After all, it was quite amazing that the “Russian rule” lasted as long as it did – five seasons – and considering the league’s struggle to garner public interest in recent seasons, you can hardly blame BSL chairman Avner Kopel for trying everything that crosses his mind.
However, the absurd decision made in August to cancel the relegation playoffs and play the league with 11 teams was utterly inexcusable.
Contrary to what it decided two months earlier, the BSL announced that it had chosen to allow Ironi Ashkelon to remain in the league – as it represents an important part of the country – despite the fact that the club lost to Maccabi Haifa in the relegation playoffs last season and had no intention of buying back its place.
The BSL had hoped that Hapoel Tel Aviv would accept an invitation to play in the top-flight, despite its defeat in the National League finals to BC Habika’a, to help make up a 12-team league.
However, Hapoel voted against the BSL’s offer, preferring to earn its promotion in a sporting fashion. That prompted the league to cancel the relegation playoffs in the hope that Hapoel will come aboard next season while the likes of Ashkelon will stick around to create an ideal 12-team league for 2012/13.
There’s a pretty good chance that will happen. But in the meantime, Israeli basketball’s ever-shrinking fanbase has to endure 25 regular season games followed by a best-of-five quarterfinal playoff to decide the four teams that will play for the title in the Final Four at Nokia Arena next May.
Essentially, the BSL has elected to play six months of basketball to whittle down the field from 11 to eight teams before having its champion determined in a three-day knockout tournament, the same way the Chance Cup is decided.
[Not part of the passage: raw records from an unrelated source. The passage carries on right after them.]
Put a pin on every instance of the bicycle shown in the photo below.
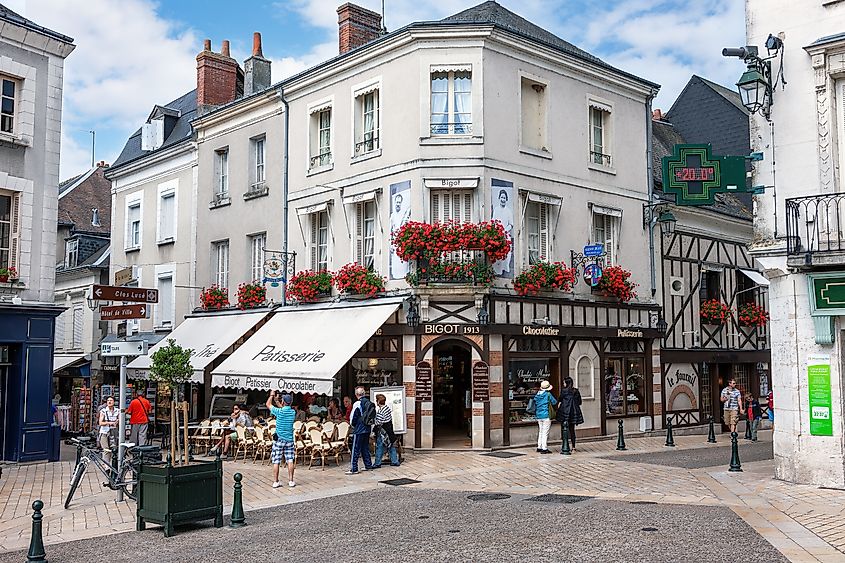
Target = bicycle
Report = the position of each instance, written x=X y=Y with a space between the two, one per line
x=123 y=478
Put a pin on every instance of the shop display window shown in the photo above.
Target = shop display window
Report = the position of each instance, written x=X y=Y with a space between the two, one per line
x=624 y=386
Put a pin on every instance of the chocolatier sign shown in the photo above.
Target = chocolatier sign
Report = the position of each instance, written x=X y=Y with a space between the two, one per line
x=424 y=386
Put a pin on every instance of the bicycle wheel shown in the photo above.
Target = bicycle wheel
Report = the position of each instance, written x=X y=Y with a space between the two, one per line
x=77 y=478
x=128 y=480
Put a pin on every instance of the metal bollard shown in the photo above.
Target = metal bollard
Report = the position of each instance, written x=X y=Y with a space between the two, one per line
x=711 y=435
x=36 y=553
x=735 y=464
x=564 y=448
x=238 y=519
x=670 y=439
x=620 y=441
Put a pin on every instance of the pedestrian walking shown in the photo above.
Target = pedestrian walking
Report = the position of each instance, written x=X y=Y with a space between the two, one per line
x=569 y=409
x=385 y=437
x=109 y=416
x=732 y=399
x=754 y=413
x=283 y=445
x=363 y=416
x=139 y=417
x=543 y=400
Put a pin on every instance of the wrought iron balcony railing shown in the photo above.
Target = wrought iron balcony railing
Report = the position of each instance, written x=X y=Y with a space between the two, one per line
x=815 y=225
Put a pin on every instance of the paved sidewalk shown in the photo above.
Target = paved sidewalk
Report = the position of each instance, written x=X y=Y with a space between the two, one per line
x=803 y=523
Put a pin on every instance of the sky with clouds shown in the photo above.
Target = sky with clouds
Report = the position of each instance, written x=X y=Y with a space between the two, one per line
x=132 y=54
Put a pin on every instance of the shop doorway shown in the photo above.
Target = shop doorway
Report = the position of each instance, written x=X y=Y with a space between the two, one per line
x=452 y=409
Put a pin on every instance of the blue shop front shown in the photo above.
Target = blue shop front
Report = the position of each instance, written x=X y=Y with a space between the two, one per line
x=27 y=428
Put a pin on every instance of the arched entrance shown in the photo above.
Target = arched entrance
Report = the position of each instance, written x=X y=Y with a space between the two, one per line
x=452 y=364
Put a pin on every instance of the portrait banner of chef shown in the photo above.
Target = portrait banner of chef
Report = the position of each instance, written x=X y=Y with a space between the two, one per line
x=502 y=196
x=400 y=213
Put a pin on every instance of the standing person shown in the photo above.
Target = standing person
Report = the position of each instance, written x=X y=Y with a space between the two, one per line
x=139 y=417
x=732 y=399
x=542 y=400
x=569 y=410
x=385 y=438
x=283 y=446
x=754 y=414
x=109 y=416
x=362 y=419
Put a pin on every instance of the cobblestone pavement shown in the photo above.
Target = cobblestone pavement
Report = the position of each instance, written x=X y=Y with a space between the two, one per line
x=804 y=523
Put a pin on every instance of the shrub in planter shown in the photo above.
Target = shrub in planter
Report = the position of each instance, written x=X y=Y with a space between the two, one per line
x=614 y=283
x=544 y=276
x=214 y=297
x=752 y=314
x=714 y=312
x=359 y=280
x=308 y=285
x=251 y=295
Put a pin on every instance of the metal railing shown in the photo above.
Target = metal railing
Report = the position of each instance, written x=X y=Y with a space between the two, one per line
x=815 y=224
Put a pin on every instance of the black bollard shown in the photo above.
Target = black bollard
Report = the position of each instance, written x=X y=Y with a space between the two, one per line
x=670 y=439
x=238 y=519
x=620 y=441
x=36 y=553
x=564 y=448
x=711 y=435
x=735 y=464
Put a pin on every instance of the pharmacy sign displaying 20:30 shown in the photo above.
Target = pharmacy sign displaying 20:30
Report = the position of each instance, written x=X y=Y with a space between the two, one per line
x=820 y=403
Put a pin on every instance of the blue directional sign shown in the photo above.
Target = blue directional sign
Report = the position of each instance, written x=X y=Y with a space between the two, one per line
x=594 y=250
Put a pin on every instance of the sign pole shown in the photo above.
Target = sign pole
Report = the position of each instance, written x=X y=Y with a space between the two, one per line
x=121 y=424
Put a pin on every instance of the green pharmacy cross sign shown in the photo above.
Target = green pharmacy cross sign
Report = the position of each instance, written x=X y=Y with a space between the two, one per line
x=695 y=175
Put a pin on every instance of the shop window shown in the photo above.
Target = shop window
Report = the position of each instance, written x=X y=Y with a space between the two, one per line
x=624 y=386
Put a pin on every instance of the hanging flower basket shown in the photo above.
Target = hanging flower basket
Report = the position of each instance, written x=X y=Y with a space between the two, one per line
x=614 y=283
x=752 y=315
x=214 y=297
x=307 y=286
x=544 y=276
x=714 y=312
x=251 y=295
x=358 y=280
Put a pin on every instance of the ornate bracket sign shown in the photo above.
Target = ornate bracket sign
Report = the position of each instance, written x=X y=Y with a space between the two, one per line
x=695 y=175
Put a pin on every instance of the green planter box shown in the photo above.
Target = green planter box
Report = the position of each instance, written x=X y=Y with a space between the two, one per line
x=177 y=494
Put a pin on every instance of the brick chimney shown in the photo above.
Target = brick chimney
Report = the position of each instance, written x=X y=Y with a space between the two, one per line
x=356 y=26
x=256 y=68
x=220 y=79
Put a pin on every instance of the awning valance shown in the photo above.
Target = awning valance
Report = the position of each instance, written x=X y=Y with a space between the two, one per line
x=208 y=337
x=300 y=351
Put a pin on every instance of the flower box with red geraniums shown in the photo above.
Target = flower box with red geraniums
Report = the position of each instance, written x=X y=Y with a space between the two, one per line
x=614 y=283
x=251 y=295
x=214 y=297
x=752 y=314
x=714 y=312
x=544 y=276
x=308 y=286
x=355 y=279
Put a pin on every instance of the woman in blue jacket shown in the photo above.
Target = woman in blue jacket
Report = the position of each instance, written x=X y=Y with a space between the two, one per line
x=542 y=400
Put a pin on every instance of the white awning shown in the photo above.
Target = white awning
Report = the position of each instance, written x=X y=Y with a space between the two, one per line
x=208 y=337
x=61 y=362
x=300 y=351
x=756 y=277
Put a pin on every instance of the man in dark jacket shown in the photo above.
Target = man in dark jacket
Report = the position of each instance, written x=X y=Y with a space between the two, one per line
x=363 y=415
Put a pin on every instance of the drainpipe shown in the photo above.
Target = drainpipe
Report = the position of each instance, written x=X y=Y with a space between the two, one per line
x=650 y=169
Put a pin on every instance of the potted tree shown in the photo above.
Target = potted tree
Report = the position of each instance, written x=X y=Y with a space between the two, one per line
x=178 y=491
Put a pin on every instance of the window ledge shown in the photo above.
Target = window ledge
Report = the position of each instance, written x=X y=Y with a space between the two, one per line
x=366 y=156
x=451 y=140
x=220 y=202
x=601 y=168
x=541 y=153
x=320 y=169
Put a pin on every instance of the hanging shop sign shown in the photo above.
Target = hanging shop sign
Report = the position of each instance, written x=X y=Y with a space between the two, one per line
x=695 y=175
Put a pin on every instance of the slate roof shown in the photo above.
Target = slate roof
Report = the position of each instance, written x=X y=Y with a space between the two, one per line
x=8 y=15
x=186 y=105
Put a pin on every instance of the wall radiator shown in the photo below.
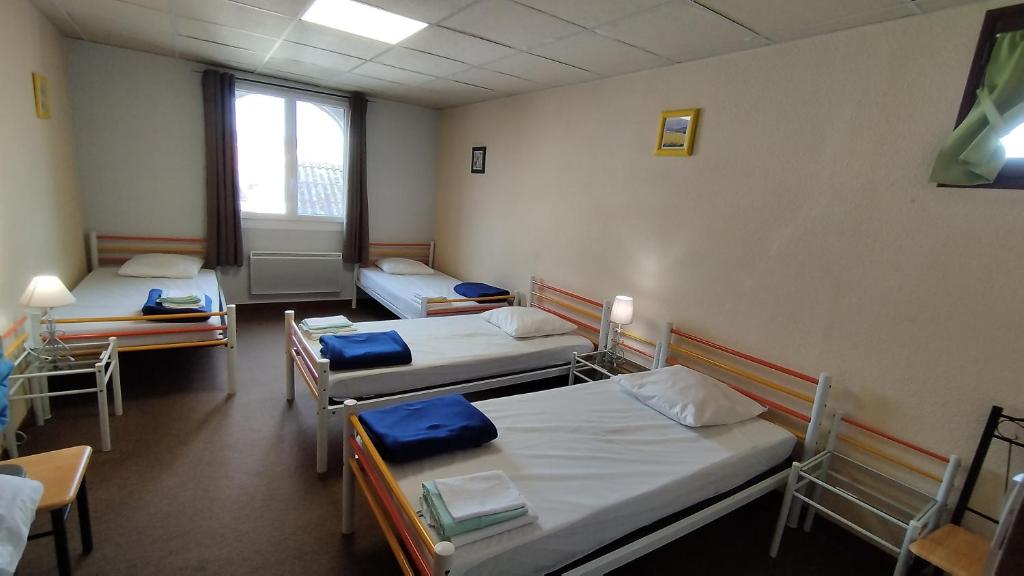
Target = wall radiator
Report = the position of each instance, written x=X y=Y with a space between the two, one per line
x=295 y=273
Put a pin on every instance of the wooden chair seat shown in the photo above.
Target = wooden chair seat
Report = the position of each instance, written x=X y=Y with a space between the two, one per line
x=953 y=549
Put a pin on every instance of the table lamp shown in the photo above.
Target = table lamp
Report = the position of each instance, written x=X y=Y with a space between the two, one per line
x=47 y=292
x=622 y=313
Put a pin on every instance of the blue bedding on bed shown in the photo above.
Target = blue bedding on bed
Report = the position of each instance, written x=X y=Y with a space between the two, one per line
x=153 y=307
x=418 y=429
x=5 y=369
x=370 y=350
x=478 y=290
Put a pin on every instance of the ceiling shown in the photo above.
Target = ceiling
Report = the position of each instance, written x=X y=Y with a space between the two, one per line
x=473 y=49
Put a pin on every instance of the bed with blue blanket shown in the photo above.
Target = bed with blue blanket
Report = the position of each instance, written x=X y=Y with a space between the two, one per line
x=103 y=293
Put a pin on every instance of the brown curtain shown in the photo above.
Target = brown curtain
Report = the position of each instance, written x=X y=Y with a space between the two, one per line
x=356 y=247
x=223 y=215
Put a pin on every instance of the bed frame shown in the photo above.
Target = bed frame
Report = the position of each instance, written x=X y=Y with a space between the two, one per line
x=315 y=371
x=417 y=552
x=112 y=249
x=423 y=252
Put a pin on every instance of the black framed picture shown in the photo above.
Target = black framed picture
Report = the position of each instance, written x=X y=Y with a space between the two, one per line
x=478 y=161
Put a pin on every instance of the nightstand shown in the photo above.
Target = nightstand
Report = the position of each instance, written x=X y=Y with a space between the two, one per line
x=30 y=381
x=856 y=486
x=601 y=365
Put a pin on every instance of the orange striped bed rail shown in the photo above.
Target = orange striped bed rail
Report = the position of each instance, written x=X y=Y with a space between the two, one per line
x=795 y=400
x=114 y=248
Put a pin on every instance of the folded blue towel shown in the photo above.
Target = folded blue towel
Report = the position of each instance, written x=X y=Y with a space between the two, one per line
x=153 y=307
x=367 y=350
x=418 y=429
x=5 y=369
x=479 y=290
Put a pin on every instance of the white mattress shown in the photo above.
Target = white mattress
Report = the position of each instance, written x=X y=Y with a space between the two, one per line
x=594 y=464
x=404 y=291
x=453 y=348
x=104 y=293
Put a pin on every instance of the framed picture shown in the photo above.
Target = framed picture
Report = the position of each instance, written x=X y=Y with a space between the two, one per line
x=677 y=131
x=478 y=162
x=42 y=89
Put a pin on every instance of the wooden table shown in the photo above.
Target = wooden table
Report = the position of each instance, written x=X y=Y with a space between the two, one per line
x=62 y=475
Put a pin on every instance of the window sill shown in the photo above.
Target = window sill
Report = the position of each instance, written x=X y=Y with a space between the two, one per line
x=286 y=222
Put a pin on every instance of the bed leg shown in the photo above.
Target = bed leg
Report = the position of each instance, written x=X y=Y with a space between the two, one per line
x=443 y=554
x=116 y=366
x=323 y=413
x=232 y=351
x=347 y=477
x=355 y=285
x=783 y=511
x=322 y=417
x=289 y=362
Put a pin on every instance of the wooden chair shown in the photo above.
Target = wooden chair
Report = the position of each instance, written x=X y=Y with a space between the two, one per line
x=962 y=552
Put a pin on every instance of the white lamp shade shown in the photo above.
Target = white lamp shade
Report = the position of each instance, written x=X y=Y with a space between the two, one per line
x=46 y=292
x=622 y=310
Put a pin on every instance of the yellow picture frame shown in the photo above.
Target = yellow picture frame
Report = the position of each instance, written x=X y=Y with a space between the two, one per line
x=677 y=132
x=41 y=88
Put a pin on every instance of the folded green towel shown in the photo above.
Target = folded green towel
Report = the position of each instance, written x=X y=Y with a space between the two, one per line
x=448 y=527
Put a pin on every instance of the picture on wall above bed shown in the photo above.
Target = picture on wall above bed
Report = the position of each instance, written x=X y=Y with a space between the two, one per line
x=478 y=160
x=677 y=131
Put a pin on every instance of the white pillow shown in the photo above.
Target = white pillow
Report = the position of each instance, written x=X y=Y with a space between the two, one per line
x=162 y=265
x=688 y=397
x=403 y=265
x=521 y=322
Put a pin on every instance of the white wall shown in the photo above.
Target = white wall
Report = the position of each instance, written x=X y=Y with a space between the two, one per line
x=40 y=229
x=804 y=228
x=139 y=128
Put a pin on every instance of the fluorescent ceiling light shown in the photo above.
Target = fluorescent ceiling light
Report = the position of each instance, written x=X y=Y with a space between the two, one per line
x=361 y=19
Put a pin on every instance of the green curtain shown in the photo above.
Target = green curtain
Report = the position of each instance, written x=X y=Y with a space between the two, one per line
x=973 y=154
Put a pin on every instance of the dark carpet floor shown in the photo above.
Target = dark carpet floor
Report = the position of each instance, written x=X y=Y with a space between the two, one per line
x=200 y=483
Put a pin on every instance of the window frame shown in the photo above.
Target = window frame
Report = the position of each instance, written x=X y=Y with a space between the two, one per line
x=1008 y=18
x=291 y=152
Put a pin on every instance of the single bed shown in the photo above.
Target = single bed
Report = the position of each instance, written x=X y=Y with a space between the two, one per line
x=417 y=295
x=109 y=304
x=596 y=466
x=450 y=354
x=654 y=466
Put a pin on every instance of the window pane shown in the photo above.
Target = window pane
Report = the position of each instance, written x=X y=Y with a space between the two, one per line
x=260 y=128
x=321 y=154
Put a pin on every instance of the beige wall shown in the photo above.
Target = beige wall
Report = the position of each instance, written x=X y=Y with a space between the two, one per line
x=803 y=230
x=40 y=230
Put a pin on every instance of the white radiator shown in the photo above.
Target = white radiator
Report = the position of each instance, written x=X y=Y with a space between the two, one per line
x=294 y=273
We know who is going down (no one) and we know who in all likelihood will lift the league title (Maccabi Tel Aviv), so what exactly are they playing for? With so little incentive to offer, the regular season will become a prolonged preseason, alienating those few brave souls who still insist on attending BSL games.
The start of the season on October 16 should be accompanied by excitement and celebration, not despair and apathy.
The BSL is of course regarding this season as a transitional period before the league returns to normalcy for 2012/13.
For Israeli basketball’s sake, let’s hope someone still cares.